Please can anyone help?

Many thanks in advance.


----------



## Tangerine Knight (Jul 25, 2010)

i think i read on here once that there is an emergency release under a cover by the handbrake, i may be wrong but worth a look


----------



## Hoggy (May 8, 2002)

Hi Tommo, Try the manual release behind seats under removable cover.
Hoggy.


----------



## Tommo127 (Jul 23, 2008)

Guys, I've found the manual release but a) when you pull it it only pops the boot open slightly but it's still locked and more improtantly b) how do I fix the problem to enable the key and the button to work correctly?!


----------



## sazismail (Aug 7, 2011)

Yeah as mentioned above, there is a emergency boot release under a cover towards the back after the handbrake. Give this a pull and the boot should open.


----------



## sazismail (Aug 7, 2011)

Try pulling it harder to unlock the boot fully. I'm not sure why your key wouldn't work. I haven't had my audi long so don't know much of how it works, but with regards to the button, as a guess, could your fuse be blown. Check in the manual for correct fuse, then on the drivers side of the dash, theirs a panel that is removable which will give you access to the fuses. Sorry I can't give much more help than this.


----------



## Camyam (Mar 20, 2009)

From memory, you have to keep pulling boot release and get somebody else to pull up tailgate :?


----------



## Tommo127 (Jul 23, 2008)

Guys,

I've managed to open the boot using the manual release but still the buttons in the car or on the key don't work. Sounds like a fuse but there isn't one listed in the manual for the boot release. Help!


----------



## stevebeechTA (May 16, 2009)

Is there a fuse for it, funny the rote and internal buttons have gone at. The same time

Sent from my iPhone using Tapatalk


----------



## Tommo127 (Jul 23, 2008)

Steve, no fuse listed in the manual. Both keys and internal button have stopped working at the same time.


----------



## Tommo127 (Jul 23, 2008)

Is there a boot release motor which could blow?!


----------



## Tommo127 (Jul 23, 2008)

Help! Any clues?


----------



## jasonvoak (Sep 9, 2011)

Tommo127 said:


> Help! Any clues?


ive had a little look around the web for ya some say hold the button down for a few seconds others say maybe command module due to leaking water


----------



## Tommo127 (Jul 23, 2008)

Thanks Jason. I can't seem to find anyone who has experienced the same problem which is unusual!!! Command module sounds expensive and have only found one example of it. Seems unlikely that it would isolate itself to the boot release too.


----------



## jasonvoak (Sep 9, 2011)

have you tried lock and unlock the car with the key, in the door, with the car off. it resets and the releases

note i have no experiance of audi tt`s so only trying to help by searching around :wink:


----------



## muxgt (Apr 12, 2010)

Faulty boot solenoid mate!!


----------



## Tommo127 (Jul 23, 2008)

Has anyone else suffered with a faulty boot solenoid? Is it expensive?!


----------



## muxgt (Apr 12, 2010)

Yes a friend of mine.

check this ebay item 160653179473 maybe worth your while


----------



## muxgt (Apr 12, 2010)

Here is a second hand one on ebay item no. 130570908460


----------



## Tommo127 (Jul 23, 2008)

Thanks muxgt. Also found this on for £30.

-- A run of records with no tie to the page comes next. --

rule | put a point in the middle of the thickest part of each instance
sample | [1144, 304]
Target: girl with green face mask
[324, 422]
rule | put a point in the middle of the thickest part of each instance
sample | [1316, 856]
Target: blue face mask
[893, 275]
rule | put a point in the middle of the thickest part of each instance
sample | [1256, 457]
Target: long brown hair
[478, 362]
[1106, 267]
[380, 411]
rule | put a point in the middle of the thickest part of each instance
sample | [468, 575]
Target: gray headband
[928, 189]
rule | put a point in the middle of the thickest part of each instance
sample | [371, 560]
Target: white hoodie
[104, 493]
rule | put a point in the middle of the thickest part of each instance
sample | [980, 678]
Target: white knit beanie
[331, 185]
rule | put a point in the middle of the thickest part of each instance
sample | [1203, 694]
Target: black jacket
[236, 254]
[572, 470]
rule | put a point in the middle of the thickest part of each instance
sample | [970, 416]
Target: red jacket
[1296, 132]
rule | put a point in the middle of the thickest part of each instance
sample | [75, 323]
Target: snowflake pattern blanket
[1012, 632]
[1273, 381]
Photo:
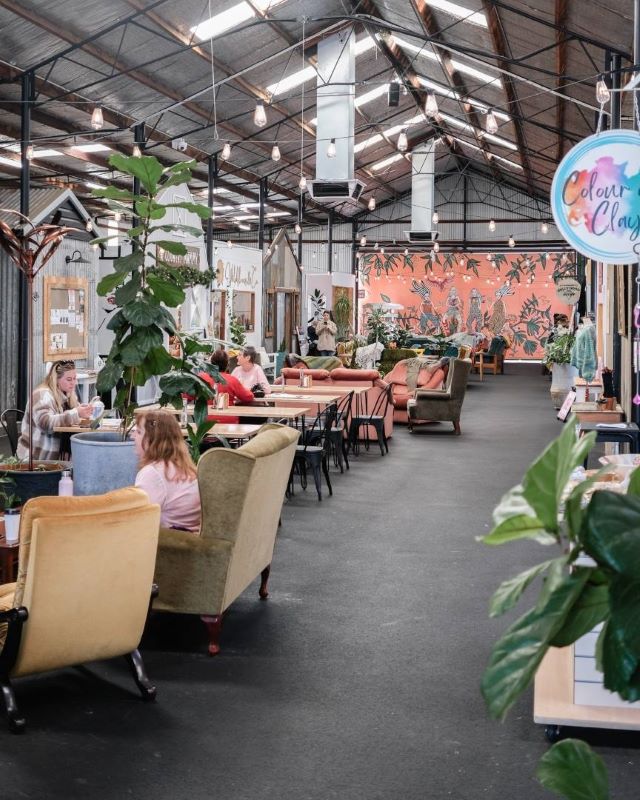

http://www.ebay.co.uk/itm/AUDI-TT-BOOT- ... 35b1574638

I've been informed they're £53 from Audi. I wonder how much somewhere would charge to fit it...


----------



## muxgt (Apr 12, 2010)

Tommo127 said:


> Thanks muxgt. Also found this on for £30.
> 
> http://www.ebay.co.uk/itm/AUDI-TT-BOOT- ... 35b1574638
> 
> I've been informed they're £53 from Audi. I wonder how much somewhere would charge to fit it...


Did it work out for you Tommo?.


----------



## gawfshot (Jun 11, 2011)

I had the same problem in my 08TT which lead me here.
If the hatchback won't open with the key fob or remote in the door
it's (probably) the SOLENOID, which is part of the latch assembly.
It's not cheap, and rather involved to replace. You'll need a male torx bit to remove two screws,
and a 1/2" socket. You'll have to remove the shelf, and the trim panel in the hatch door.
The part # is 8P4-827-505-C, which is used in a few other vehicles as well.
My dealer quoted me $150, but I found it online for around $90 delivered.
It appears to be available from VW for even less, and used on EBay. 
Meanwhile, pop the oval disk out on the left side of the hatch and tie a string to it-
It'll pop the boot open until you get it fixed.


----------



## Eric the Red (Jan 20, 2016)

Massive problem - disconnected battery and closed boot on mk1 TT roadster 05 plate, looked for manual boot release but cannot find it in any of places mentioned - first aid compartment has cd changer in it, cannot open storage compartment between seats and cannot see a release catch in small comartment behind hand brake - cant move car, can anyone advise?


----------



## 3TT3 (Aug 30, 2014)

Check that fuel flap is inoperative also: if it is
what you need to do is resynch the key.
press the lock on the remote and open with the key in the lock manually..or press unlock and reopen with the key blade manually within one minute. keep trying a few times if it doesnt work first go.
You have to do similar if you take out/change the key fob battery also.
Its resynching the central locking really but , after my very first sevice(they disconnected the battery), I called in to my local filling station, petrol was low.. did the usual glance around to see who was looking.
"hey doods, its me with my new tt..jealous eh?:
I casually pressed the filler flap button.. erk nothing happened.. . coolness gone down the toilet..I pretended I just dropped in for some groceries, headed home and checked tt forums.. cool again :lol:

compartment behind the handrake is supposed to be the wtg with an actual pull cable in there.

Mine , I had a look, altho the boot pull if it is in there seems to be covered by some ancient circa 2002 mobile phone connection.Mine has the v early gsm aerial in the roof, mobile connection thing


----------



## Hoggy (May 8, 2002)

Hi Eric, Are you pressing Fob for a couple of seconds, boot doesn't open with just a quick press.
Hoggy.


----------



## Jez xbx (Oct 24, 2014)

can you not reconnect battery?


----------



## Thatoken (Nov 22, 2014)

Is your central locking working?

I replaced the bulbs in my boot with LED 501s, cause I little spark, thought nothing of it.

Tried getting in my boot the next morning I couldn't get in, I also left the car unlocked all night!

The fuse for the boot lights is the same fuse for the central locking. Check if its blown...

Fuse numbers are 6 and 14, you can see which fuse is which by looking at the diagram at the top of your fuse box.

Cheers

Chris


----------



## Thatoken (Nov 22, 2014)

Did you fix this?

Sent from my SM-G920F using Tapatalk


----------